3) Early discharge is not being critically assessed as to patient and family impact.
The problem is that by downloading health care NEEDS into the community, no tools are being used to measure the impact of the innovative “cost effective” practices that we herald as advances. In hospitals we are able to look at waiting times in the emergency departments, hospitals putting patients in hallways, surgical wait times, etc. In other words tracking and visibility is easy and unavoidable. Ten years ago I strongly recommended using “known “tools” for tracking health care needs in the community on an annual basis, to see the impact of the changes being brought about in the Calgary Region (this was being done by some of the consumer groups in the U.S. to monitor the activities of HMOs in the U.S) To my knowledge this still is not being done by the Calgary Region (What independent consumer groups in Canada and Alberta are tracking health care provision here?). In effect what we have here is a “shell” game ----- “Bet you can’t find where the sick people are?”
The process is simple and is comprised of a questionnaire sent out to a random, statistically significant number of people in the Region. The questions would be as follows: IN THE LAST YEAR
1) Have you been ill?
2) Did you see a doctor?
3) How long did you have to wait?
4) Were you investigated?
5) How long did you have to wait? a) in the Laboratory b) for a diagnosis, c) X-ray, Ct scan, MRI, specialist.
6) How would you rate your experience?
7) How much time from work did you miss?
8) How much time was needed from other members in your family (or friends) to attend you or assist you?
9) Are you still having problems?
10) Have you had pain?
11) How would you rate your pain (from 1 to 10 with one being little pain and 10 being the worst pain you can imagine).
12) How long did you have pain for?
13) Do you have a family doctor?
14) How far do you have to book ahead for a complete check-up?

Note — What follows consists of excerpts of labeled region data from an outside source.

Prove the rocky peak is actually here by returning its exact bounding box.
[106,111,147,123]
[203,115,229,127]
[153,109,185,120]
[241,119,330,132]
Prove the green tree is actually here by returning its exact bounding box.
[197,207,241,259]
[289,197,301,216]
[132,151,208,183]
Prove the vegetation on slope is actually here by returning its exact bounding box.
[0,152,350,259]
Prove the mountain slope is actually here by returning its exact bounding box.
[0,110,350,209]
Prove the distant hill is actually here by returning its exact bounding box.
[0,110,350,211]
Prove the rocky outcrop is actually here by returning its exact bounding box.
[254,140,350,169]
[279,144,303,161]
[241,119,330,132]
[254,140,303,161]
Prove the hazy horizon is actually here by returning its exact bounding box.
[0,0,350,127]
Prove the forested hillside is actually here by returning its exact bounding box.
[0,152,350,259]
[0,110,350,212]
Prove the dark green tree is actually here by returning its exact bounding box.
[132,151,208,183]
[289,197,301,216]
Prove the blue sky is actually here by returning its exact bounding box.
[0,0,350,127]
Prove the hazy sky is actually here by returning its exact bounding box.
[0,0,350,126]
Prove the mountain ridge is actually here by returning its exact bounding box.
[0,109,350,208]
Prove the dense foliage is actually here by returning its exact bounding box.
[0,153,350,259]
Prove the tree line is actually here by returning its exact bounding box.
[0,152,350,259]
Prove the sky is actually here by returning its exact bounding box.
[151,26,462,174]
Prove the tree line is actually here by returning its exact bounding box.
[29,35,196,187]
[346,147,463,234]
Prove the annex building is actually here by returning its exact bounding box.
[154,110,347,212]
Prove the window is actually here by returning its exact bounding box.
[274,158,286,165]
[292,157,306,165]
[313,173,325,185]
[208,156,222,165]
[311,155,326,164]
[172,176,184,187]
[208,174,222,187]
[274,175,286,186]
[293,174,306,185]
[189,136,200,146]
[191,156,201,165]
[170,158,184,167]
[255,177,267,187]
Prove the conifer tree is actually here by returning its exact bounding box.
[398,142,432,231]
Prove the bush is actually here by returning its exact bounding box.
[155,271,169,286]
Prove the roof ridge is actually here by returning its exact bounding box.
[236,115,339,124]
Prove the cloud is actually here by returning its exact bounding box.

You get the idea? There are standardized “tools” (much better than my effort above) that have been used for years and reflect the community “burden” of health care needs similar to emergency wait times, surgical wait times, etc. To my knowledge this is still not being aggressively pursued. Think about it; health care needs are being put into the community where no-one can see the impact------except of course, those poor unfortunates that happen to become ill (and their families), and are deemed to “not need a hospital bed”.
Don’t get me wrong, many cases are more appropriately treated in the community. But in the face of an increasing shortage of family physicians, an increasing population, an increasing percentage of seniors, and increasing health care costs (which, it seems, providers and provinces are all trying to contain), wouldn’t it be nice to know how we are coping in the community with the most vulnerable in out society. In this case, what you don’t know may in fact “hurt” you! Available acute care beds in Calgary have dropped from 3.3/per 10000 people to 1.8/per1000 people. The health care needs of the people of Calgary have actually been increasing per 1000 population with increasing age, obesity, diabetes, etc. The people that once were treated in hospitals are now treated in their community. Do the highly paid administrators know how well the chronically ill, poor, and frail elderly are doing in the community? Does anyone besides the sick patients and their families know how well they are coping? After all, the Health Regions and
their administrators, are responsible for all health care provision in their regions, directly or indirectly, not just the care and budgets and care in the hospitals. And from what we can see from a community health care and access perspective, most of us wouldn’t consider it worthy of the increases given.